Un semicírculo de rotulador amarillo, rodeado de amarillos rayos que salían de su cuerpo, comenzaba a levantarse en el cuadriculado mundo de Erbert.

A medida que iba ascendiendo, alejándose de la fría espiral de acero, la oscuridad se desplazaba hacia el este. Unos ojos bondadosos y una espléndida sonrisa se dibujaban en el rostro del astro rey, a la par que sendas manos salían de algunos de sus rayos para desperezar a Inti.

En la parte inferior de la página de aquel día, cuatro líneas verticales sostenían un estirado cuadrilátero en el que sobresalía la cabeza de Erbert. 

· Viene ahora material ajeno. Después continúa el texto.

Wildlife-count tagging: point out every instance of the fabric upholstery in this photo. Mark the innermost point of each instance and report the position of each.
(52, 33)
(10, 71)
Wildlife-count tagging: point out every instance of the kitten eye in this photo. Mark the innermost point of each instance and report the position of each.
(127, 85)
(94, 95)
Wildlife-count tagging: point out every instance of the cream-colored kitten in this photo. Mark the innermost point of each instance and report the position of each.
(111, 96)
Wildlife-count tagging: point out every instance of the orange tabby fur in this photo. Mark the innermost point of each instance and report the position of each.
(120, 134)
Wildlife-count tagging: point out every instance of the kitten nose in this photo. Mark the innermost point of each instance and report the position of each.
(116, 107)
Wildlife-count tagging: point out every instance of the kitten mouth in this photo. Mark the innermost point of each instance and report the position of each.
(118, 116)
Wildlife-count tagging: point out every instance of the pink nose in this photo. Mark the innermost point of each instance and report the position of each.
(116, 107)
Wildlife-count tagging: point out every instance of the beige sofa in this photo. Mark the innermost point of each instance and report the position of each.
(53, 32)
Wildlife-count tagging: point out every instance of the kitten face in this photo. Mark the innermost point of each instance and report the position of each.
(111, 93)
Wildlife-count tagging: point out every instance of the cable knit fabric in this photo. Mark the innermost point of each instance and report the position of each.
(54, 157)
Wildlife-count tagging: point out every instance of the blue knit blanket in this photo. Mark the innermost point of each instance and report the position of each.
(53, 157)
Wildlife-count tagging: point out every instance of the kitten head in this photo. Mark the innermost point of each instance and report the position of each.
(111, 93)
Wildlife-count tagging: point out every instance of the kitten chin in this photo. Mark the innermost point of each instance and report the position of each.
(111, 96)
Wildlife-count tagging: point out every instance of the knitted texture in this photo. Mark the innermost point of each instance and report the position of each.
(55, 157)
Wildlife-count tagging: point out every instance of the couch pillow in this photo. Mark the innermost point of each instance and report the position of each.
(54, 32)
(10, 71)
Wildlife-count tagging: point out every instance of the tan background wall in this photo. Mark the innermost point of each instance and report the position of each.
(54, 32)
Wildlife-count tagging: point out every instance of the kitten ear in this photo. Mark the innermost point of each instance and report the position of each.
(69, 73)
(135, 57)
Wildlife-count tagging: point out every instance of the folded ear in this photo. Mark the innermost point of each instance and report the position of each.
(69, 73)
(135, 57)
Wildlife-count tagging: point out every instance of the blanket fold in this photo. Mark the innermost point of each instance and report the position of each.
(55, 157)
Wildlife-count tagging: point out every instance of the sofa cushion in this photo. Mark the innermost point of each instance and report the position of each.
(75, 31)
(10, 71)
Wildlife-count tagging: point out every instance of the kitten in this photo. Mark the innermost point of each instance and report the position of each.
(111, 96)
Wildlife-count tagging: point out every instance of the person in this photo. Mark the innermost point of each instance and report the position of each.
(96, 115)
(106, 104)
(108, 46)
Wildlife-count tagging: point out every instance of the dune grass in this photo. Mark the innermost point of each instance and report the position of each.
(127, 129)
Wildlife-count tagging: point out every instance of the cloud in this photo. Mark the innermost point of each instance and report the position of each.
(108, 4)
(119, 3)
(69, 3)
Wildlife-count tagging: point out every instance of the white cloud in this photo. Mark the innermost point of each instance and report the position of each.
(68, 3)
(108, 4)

A Erbert, le gustaba dormir boca arriba, con sus delineados brazos sobre la sábana y el embozo, que, con una delgada línea vertical, se dibujaba sobre la cama.

Erbert era un personaje palote. Sí, de esos que se dibujan con un círculo para la cabeza, un palo para el cuerpo, otros dos para los brazos y dos eles para las piernas y pies.
Ser un personaje palote tenía sus ventajas. El mundo era sencillo y no hacía falta muchas complicaciones para entenderlo.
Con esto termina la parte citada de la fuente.